Born in her mother’s home town in the Ukraine, Maria’s earliest memories are of growing up in Kabul in Afghanistan, her father’s country.
She started painting and drawing at the age of 5, in Kabul, where she attended a highly inspiring studio set up by a Belorussian artist. These earliest artistic experiences might explain her own enthusiasm for teaching art to children, knowing the fruits that early tuition can bear.
Formal Art Education
Her own early inclination was eventually brought to fruition when the family moved to Moscow, and from the age of 11 she attended the Architectural Studio for Children, and Moscow Art School Number 1. Following this she attended the Academic Art College in Memory of 1905, where she met teachers and influences that largely shaped her artistic expression.
Maria’s drawing teacher, Vladimir Pastukhov, was a well-known draftsman of the post-war social realist movement in Russia. The tradition he was coming from was very much based on the school of the old masters, such as Michelangelo, Rembrandt, Halls and Velasquez. Her painting teacher was Sergey Struchkov, and Maria recalls that he was a marvelous colorist. Both taught colour and composition based on good understanding of tone and drawing. The artists that influenced her perception and colour were Rembrandt, Velasquez, Degas, the impressionists, and also the great Russian portrait painter Valentin Serov and symbolist painters Mikhail Vrubel and Nikolai Ge.
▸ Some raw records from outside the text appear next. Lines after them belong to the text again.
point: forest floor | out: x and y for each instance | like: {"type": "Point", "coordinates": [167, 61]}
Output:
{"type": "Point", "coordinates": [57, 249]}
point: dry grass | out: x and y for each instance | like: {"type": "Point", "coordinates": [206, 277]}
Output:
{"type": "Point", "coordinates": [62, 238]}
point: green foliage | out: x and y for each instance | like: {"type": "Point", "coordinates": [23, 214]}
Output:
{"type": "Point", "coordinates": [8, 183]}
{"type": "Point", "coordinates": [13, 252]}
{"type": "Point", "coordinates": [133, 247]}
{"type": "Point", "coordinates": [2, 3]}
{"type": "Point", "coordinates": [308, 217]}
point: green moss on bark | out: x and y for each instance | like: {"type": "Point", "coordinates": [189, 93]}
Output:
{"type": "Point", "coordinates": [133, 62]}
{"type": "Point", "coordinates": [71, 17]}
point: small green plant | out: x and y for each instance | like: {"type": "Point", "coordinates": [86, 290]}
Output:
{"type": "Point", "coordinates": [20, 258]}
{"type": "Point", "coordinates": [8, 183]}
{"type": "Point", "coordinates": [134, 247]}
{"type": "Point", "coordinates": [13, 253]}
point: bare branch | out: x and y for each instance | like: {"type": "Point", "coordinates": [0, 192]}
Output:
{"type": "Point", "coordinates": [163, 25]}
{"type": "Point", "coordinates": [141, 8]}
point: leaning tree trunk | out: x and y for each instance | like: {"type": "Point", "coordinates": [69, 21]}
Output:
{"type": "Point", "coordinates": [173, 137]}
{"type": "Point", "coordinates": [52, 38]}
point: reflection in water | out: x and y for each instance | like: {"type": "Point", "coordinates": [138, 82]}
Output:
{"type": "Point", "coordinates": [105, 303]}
She was also influenced by theatre artist Konstantin Korovin, and Nikolai Feshin and his portraits and watercolours. Her training was thus relatively formal and academic, steeped in the world of 19th Century and ‘old master’ academic techniques and models.
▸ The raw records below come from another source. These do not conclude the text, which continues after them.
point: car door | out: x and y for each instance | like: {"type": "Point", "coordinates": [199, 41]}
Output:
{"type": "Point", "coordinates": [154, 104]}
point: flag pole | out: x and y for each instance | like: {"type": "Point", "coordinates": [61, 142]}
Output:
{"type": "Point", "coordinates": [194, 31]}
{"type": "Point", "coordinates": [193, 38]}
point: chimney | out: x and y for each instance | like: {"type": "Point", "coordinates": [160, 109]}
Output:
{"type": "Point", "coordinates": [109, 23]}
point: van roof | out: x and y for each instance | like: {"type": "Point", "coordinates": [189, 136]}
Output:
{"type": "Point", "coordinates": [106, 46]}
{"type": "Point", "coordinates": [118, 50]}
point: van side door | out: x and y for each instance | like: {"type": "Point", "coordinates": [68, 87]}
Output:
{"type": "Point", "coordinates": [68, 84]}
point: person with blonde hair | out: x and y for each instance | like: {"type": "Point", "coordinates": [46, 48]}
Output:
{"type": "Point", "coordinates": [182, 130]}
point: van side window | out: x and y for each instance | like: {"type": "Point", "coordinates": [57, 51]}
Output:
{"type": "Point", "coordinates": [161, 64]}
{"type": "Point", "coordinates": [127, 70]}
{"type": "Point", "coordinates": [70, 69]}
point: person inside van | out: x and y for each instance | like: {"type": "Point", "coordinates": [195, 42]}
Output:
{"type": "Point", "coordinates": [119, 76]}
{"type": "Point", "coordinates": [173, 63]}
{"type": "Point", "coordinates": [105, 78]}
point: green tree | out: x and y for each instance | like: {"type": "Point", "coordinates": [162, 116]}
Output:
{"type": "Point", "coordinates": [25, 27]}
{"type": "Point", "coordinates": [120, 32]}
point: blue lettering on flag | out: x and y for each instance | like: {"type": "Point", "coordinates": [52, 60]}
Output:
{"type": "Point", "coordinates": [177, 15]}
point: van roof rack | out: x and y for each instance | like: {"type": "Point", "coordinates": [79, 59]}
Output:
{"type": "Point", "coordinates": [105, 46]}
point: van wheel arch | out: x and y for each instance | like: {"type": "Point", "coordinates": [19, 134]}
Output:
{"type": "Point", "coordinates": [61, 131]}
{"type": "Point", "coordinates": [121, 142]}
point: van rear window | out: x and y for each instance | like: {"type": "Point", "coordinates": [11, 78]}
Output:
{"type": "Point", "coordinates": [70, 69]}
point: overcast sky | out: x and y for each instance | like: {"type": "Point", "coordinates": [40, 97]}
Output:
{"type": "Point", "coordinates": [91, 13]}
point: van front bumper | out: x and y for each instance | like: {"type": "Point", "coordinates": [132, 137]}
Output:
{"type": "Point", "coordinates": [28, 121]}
The enviable skills thus assimilated and developed are clearly at Maria’s fingertips. Assertive fluid brushstrokes and the underlying disciplines of proportion, composition, perspective, tone and colour are the hallmarks of this training. Her skills are evident where brilliant pure colour sings against a carefully managed muted tertiary palette. Free and spontaneous brushstrokes rest on a scaffold of understated structure.
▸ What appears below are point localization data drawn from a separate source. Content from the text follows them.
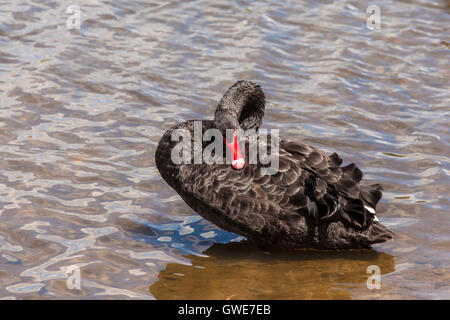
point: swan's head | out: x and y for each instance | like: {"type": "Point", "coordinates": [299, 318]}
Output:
{"type": "Point", "coordinates": [241, 107]}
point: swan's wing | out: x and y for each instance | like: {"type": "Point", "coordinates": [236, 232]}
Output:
{"type": "Point", "coordinates": [334, 189]}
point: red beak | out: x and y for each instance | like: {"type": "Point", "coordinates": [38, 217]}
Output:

Maria employs a variety of media: oil, watercolour and various drawing media. Again, the grounding in technique allows for freedom to choose and manipulate the medium best suited to a given subject, and the regular use of all these media seem to stimulate her artistic sensibility.
Maria says, "I am naturally attracted to a great variety of subjects, finding inspiration in the faces and figures of people, in grays and tertiary coloured landscapes and cityscapes, in the terracotta roofs and azure seas of the south, and especially in everything related to dance and music making."
In landscapes, seascapes and cityscapes Maria demonstrates her lively sense of colour and composition, accented by detail and texture. While her inner world, developed through her deep spiritual commitment to her Russian Orthodox faith, seems to lend depth and to imbue her portraits, figure studies, interiors and still life subjects with something beyond the purely visual representation.
Perhaps, the subjects closest to Maria’s heart are those related to dance and music. Herself a semi-professional singer, music and dance have been particular inspirations throughout her career. Perhaps here it is best to let Maria describe this in her own words:
"I developed as a child an interest in the art forms of dance and music, and between 1995-1997 spent almost 2 years at the Bolshoj Theatre in Moscow drawing dancers and painting my final piece. Classical and contemporary dance inspires my drawing and painting because in it one finds a combination of the athletic, aesthetic, musical and coloristic, all in one. I particularly enjoyed looking beyond the outer appearances and movements of the dancers, and tried to capture something of their characters and aspirations".
"Even though I spend a lot of time drawing and painting inanimate objects, like still-life or landscape, my passion is really in painting people, and capturing and expressing something of their inner world."